Friday, March 11, 2011

Puzzling with Lisp

This post started out as a reply to a lisper on codereview.stackexchange.com. It got pretty long, so I ended up posting the final solution there, and the story here. For those too lazy to click, the problem was given as

;; Cryptoarithmetic. In cryptoarithmetic problems, we are given a problem wherein the digits are replaced
;; with characters representing digits. A solution to such a problem is a set of digits that, when substituted
;; in the problem, gives a true numerical interpretation. Example:
;;   IS
;;   IT
;;   ___
;;   OK
;;
;;   Has a solution { I = 1; K = 1; O = 3; S = 5; T = 6}.  For each of the below cryptoarithmetic problems,
;;   write a program that finds all the solutions in the shortest possible time.
;;
;;   IS     I
;;   IT    AM
;;   __    __
;;   OK    OK

The original poster put up a brute force solution, so I figured I'd follow suit (I'm sure there's a way to reduce the problem space significantly, but I've spent quite enough time on this puzzle. If you'd like to upstage me, feel more than free).

Ok, so I sat down for a while (probably longer than I should have) and thought how I would actually put together a brute-force solution to this. Basically, the ideal scenario is: for the input IS IT OK, I would have a function to compute (= (+ IS IT) OK).

    (lambda (s i |t| o k) ;; T is a reserved symbol, so I must escape the t
      (= (+ (digits->number i s) (digits->number i |t|)) (digits->number o k)))
If I had this function, I could simply
    (loop for i from 0 to 99999
          when (apply [that function] (number->digits i)) 
          collect (number->bindings i '(s i |t| o k)))
EDIT:

I was severely under-optimistic here; the ideal situation would be to have a function that does

(lambda (s i |t| o k)
  (when (= (+ (digits->number i s) (digits->number i |t|)) (digits->number o k))
    (list "s" s "i" i "t" |t| "o" o "k" k)))
which I could then use by doing (loop for i from 0 to 99999 when (apply [that function] (number->digits i)) collect it) Let this be a lesson to you; always apply the maximum amount of wishful thinking (the response over at CR has solution-fn generate this function rather than the original) Fri, 08 Apr, 2011

That would give me the list of all single-digit bindings for the letters "S I T O K" that satisfy the problem.

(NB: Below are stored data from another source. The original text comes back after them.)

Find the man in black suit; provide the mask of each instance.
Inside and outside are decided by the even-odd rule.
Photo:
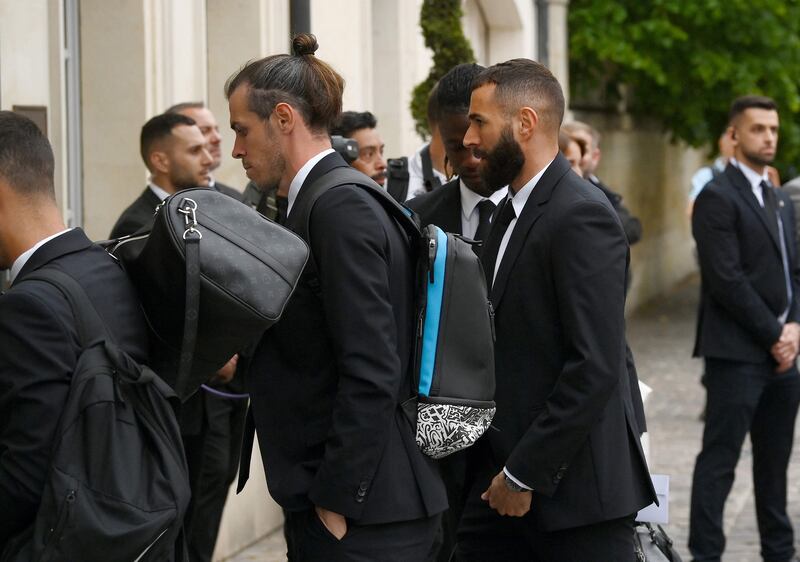
[[[245,65],[226,94],[234,158],[262,190],[288,193],[297,231],[306,188],[347,163],[328,136],[343,80],[313,55],[313,35],[292,48]],[[313,263],[247,376],[289,560],[423,560],[447,500],[399,407],[413,378],[408,238],[354,185],[322,194],[308,227]]]
[[[215,162],[211,151],[219,133],[214,121],[209,124],[213,116],[206,115],[210,113],[207,109],[195,111],[206,126],[204,135],[197,122],[183,113],[188,111],[183,105],[175,106],[177,111],[170,108],[167,113],[153,117],[142,127],[140,151],[151,174],[150,182],[119,217],[111,238],[133,234],[151,224],[155,208],[169,195],[190,187],[209,186]],[[194,104],[186,105],[198,109]],[[211,189],[237,200],[241,197],[237,190],[219,183]],[[237,361],[238,356],[234,355],[209,383],[226,393],[241,393],[240,388],[225,384],[231,382]],[[192,489],[192,502],[185,519],[192,562],[210,562],[213,556],[228,488],[236,477],[245,412],[244,400],[213,396],[203,389],[181,406],[181,436]]]
[[[194,119],[164,113],[142,127],[140,152],[150,171],[144,192],[125,209],[111,229],[111,238],[133,234],[150,224],[156,207],[181,189],[207,187],[211,155]]]
[[[489,219],[506,196],[505,186],[486,186],[478,172],[480,159],[464,146],[472,80],[481,70],[483,67],[477,64],[460,64],[442,76],[436,88],[436,117],[445,158],[458,177],[406,203],[423,225],[435,224],[445,232],[475,240],[485,238]]]
[[[458,177],[406,202],[419,215],[423,226],[435,224],[445,232],[475,240],[486,237],[492,213],[507,191],[505,186],[500,189],[486,186],[478,172],[480,159],[464,146],[472,81],[481,70],[482,66],[472,63],[453,67],[439,80],[433,94],[437,97],[435,118],[444,143],[445,161]],[[466,453],[454,453],[439,461],[450,507],[442,517],[442,533],[432,560],[447,562],[455,550],[456,530],[466,499]]]
[[[0,111],[0,269],[9,268],[11,290],[0,296],[0,552],[36,516],[81,351],[66,297],[26,277],[48,268],[74,277],[119,347],[147,361],[145,321],[125,272],[64,225],[50,144],[29,119]]]
[[[222,136],[211,110],[202,102],[195,101],[173,105],[164,113],[185,115],[192,119],[206,140],[206,149],[211,156],[209,171],[219,168],[222,163]],[[242,197],[237,189],[216,181],[213,176],[210,176],[208,187],[236,200]],[[195,465],[193,472],[197,472],[192,486],[192,504],[186,516],[190,562],[211,562],[228,489],[239,468],[247,401],[241,398],[245,393],[243,377],[234,376],[227,383],[221,382],[227,380],[228,374],[223,369],[217,380],[209,383],[214,390],[227,396],[203,389],[190,399],[191,404],[184,406],[192,417],[202,422],[199,432],[191,438],[185,435],[187,428],[183,424],[187,457]],[[190,425],[197,427],[196,424]]]
[[[608,199],[558,152],[561,86],[515,59],[473,83],[464,144],[509,185],[482,250],[497,415],[473,448],[459,560],[632,561],[655,493],[625,365],[628,244]]]
[[[796,560],[786,513],[800,404],[794,209],[767,176],[778,144],[775,102],[739,98],[729,122],[733,158],[697,197],[692,214],[702,275],[694,354],[705,358],[708,402],[692,481],[689,550],[698,561],[722,556],[722,512],[749,432],[761,556]]]

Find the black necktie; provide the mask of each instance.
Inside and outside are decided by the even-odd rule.
[[[761,180],[761,194],[764,198],[764,212],[767,214],[767,223],[773,236],[778,238],[778,206],[775,203],[775,192],[764,180]]]
[[[792,300],[792,284],[791,277],[789,275],[789,258],[786,251],[786,242],[782,236],[781,227],[778,224],[779,215],[777,197],[775,196],[775,190],[773,187],[764,180],[761,180],[761,194],[764,198],[764,212],[767,214],[767,223],[769,224],[770,229],[772,229],[775,239],[778,240],[778,244],[780,245],[783,276],[786,283],[786,304],[788,305],[788,303]]]
[[[508,230],[508,225],[516,217],[517,214],[514,212],[514,205],[511,204],[511,199],[506,199],[497,217],[492,221],[492,228],[489,230],[489,235],[483,244],[481,261],[483,262],[483,272],[486,274],[486,286],[489,289],[491,289],[494,279],[494,266],[497,262],[497,252],[500,251],[500,242],[503,241],[503,235]]]
[[[489,226],[491,222],[489,219],[492,218],[492,213],[494,213],[495,204],[492,203],[491,199],[484,199],[480,203],[478,203],[478,228],[475,230],[475,236],[472,238],[475,240],[486,240],[486,235],[489,234]]]

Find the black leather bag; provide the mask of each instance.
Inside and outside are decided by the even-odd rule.
[[[151,362],[186,400],[280,318],[308,260],[290,230],[212,189],[180,191],[110,248],[150,326]]]
[[[681,557],[672,546],[661,525],[636,523],[633,535],[636,562],[681,562]]]

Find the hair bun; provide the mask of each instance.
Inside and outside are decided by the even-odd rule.
[[[319,43],[311,33],[300,33],[292,39],[292,52],[299,57],[313,55],[317,49],[319,49]]]

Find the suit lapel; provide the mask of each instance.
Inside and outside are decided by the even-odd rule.
[[[514,226],[514,231],[511,233],[511,238],[508,240],[500,267],[497,269],[497,276],[492,284],[491,300],[495,310],[500,307],[500,302],[503,300],[511,270],[514,268],[514,263],[517,261],[523,246],[525,246],[528,231],[545,212],[546,204],[550,200],[553,190],[568,170],[569,162],[559,153],[533,188],[530,197],[528,197],[528,201],[522,209],[522,214]],[[508,204],[511,204],[511,201]]]
[[[781,243],[778,239],[778,233],[770,227],[769,221],[767,220],[767,212],[753,194],[753,188],[750,185],[750,182],[747,181],[747,178],[744,176],[742,171],[732,164],[728,164],[727,168],[725,168],[725,175],[739,192],[739,195],[744,198],[744,200],[756,214],[758,220],[761,221],[764,229],[767,231],[769,237],[772,239],[772,242],[775,244],[775,249],[778,251],[778,255],[780,255]],[[783,217],[782,214],[781,217]]]

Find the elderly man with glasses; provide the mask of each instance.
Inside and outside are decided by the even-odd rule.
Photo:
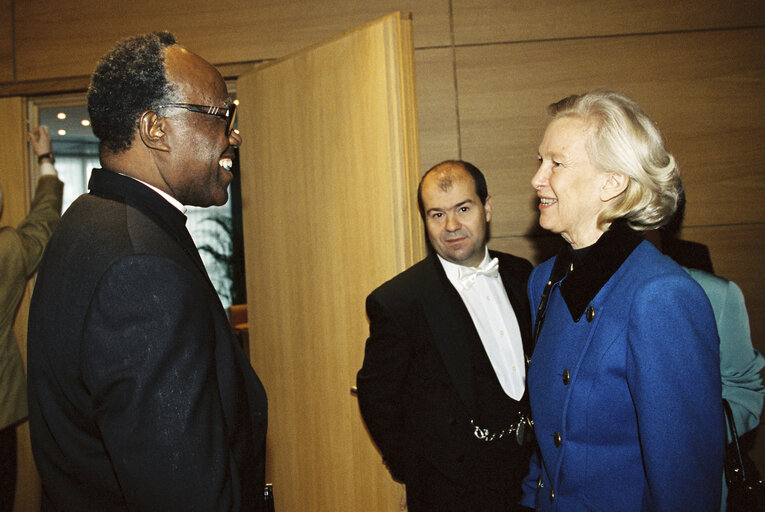
[[[184,215],[228,199],[235,104],[212,65],[153,33],[101,59],[88,110],[103,168],[30,310],[43,509],[265,510],[265,391]]]

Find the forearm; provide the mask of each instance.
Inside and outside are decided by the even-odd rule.
[[[27,275],[37,268],[43,250],[61,218],[63,188],[64,184],[57,177],[41,177],[30,212],[16,228]]]

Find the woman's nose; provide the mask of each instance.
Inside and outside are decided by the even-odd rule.
[[[534,187],[535,190],[539,190],[544,187],[546,181],[547,171],[545,170],[544,163],[542,163],[539,165],[537,172],[534,173],[534,176],[531,177],[531,186]]]

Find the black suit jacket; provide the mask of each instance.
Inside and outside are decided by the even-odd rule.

Ok, so what do I need for that? First off,

    (defun digits->number (&rest digits) 
       (parse-integer (coerce digits 'string)))

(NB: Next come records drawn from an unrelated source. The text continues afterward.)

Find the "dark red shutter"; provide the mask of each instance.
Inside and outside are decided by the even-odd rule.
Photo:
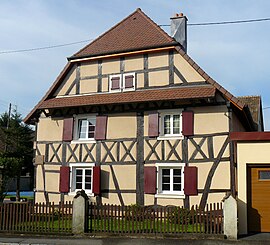
[[[111,86],[112,90],[120,88],[120,77],[112,77],[111,82],[112,82]]]
[[[73,140],[73,118],[65,118],[63,125],[63,141]]]
[[[148,115],[148,136],[157,137],[159,136],[158,123],[159,116],[158,112],[150,112]]]
[[[93,193],[100,194],[100,166],[93,167]]]
[[[156,194],[157,169],[156,167],[144,167],[144,193]]]
[[[182,112],[182,133],[184,136],[194,135],[194,113],[193,111]]]
[[[69,192],[69,176],[70,176],[70,167],[61,166],[60,167],[60,192]]]
[[[184,193],[188,196],[198,195],[198,169],[197,167],[184,168]]]
[[[133,88],[134,87],[134,76],[127,75],[125,76],[125,88]]]
[[[97,116],[96,117],[96,131],[95,139],[96,140],[105,140],[107,132],[107,119],[108,116]]]

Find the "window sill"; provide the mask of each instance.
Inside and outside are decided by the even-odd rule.
[[[85,193],[86,193],[86,195],[89,196],[89,197],[94,197],[94,196],[95,196],[95,194],[92,193],[92,192],[85,192]],[[77,192],[74,192],[74,191],[68,193],[68,195],[69,195],[69,196],[72,196],[72,197],[73,197],[73,196],[76,196],[76,194],[77,194]]]
[[[176,139],[184,139],[183,135],[166,135],[166,136],[158,136],[157,140],[176,140]]]
[[[185,194],[156,194],[155,195],[156,198],[167,198],[167,199],[184,199],[185,198]]]
[[[71,144],[81,144],[81,143],[96,143],[95,139],[82,139],[82,140],[72,140]]]

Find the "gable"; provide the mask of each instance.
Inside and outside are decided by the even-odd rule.
[[[118,40],[112,38],[114,36],[122,38]],[[92,101],[92,96],[89,101],[90,95],[110,92],[112,75],[123,78],[129,72],[134,76],[136,91],[133,93],[135,94],[139,90],[178,86],[183,88],[183,90],[180,89],[181,91],[184,91],[185,87],[192,86],[196,88],[196,98],[199,98],[203,97],[200,94],[201,86],[210,85],[213,91],[219,91],[222,97],[230,101],[240,113],[247,113],[244,103],[213,80],[183,51],[179,43],[140,9],[70,57],[69,60],[44,98],[25,118],[25,122],[37,118],[39,112],[46,109],[46,106],[53,105],[54,108],[72,106],[73,99],[68,99],[67,105],[64,101],[66,96],[86,96],[85,99],[90,103]],[[117,101],[117,96],[124,95],[116,94],[108,98],[113,97]],[[172,98],[173,96],[170,97]],[[60,99],[63,99],[63,103]],[[158,100],[158,97],[156,99]],[[163,99],[166,100],[166,98]],[[74,98],[74,100],[77,99]],[[85,101],[84,98],[80,100]],[[126,97],[124,100],[126,101]],[[142,98],[136,98],[136,101],[142,102]],[[147,96],[144,101],[148,101]],[[110,100],[104,101],[102,96],[102,104],[110,103]],[[78,106],[82,104],[80,102]],[[91,104],[88,105],[91,106]]]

    (defun number->digits (num &optional (pad-to 5)) 
       (coerce (format nil (concatenate 'string"~" (write-to-string pad-to) ",'0d") num) 'list))

    (defun numbers->bindings (num bindings)
       (let ((digits (number->digits num)))
          (mapcar (lambda (b d) (,b . ,(parse-integer (format nil "~a" d)))) bindings digits)))

those helpers were mentioned, and seem simple enough (I'm defining them as naively as possible, with no eye to performance right now, so don't bother pointing out that strings are slow). The last thing I need is something that takes a problem string (like "it is ok") and returns that lambda above. So, here's the magic trick.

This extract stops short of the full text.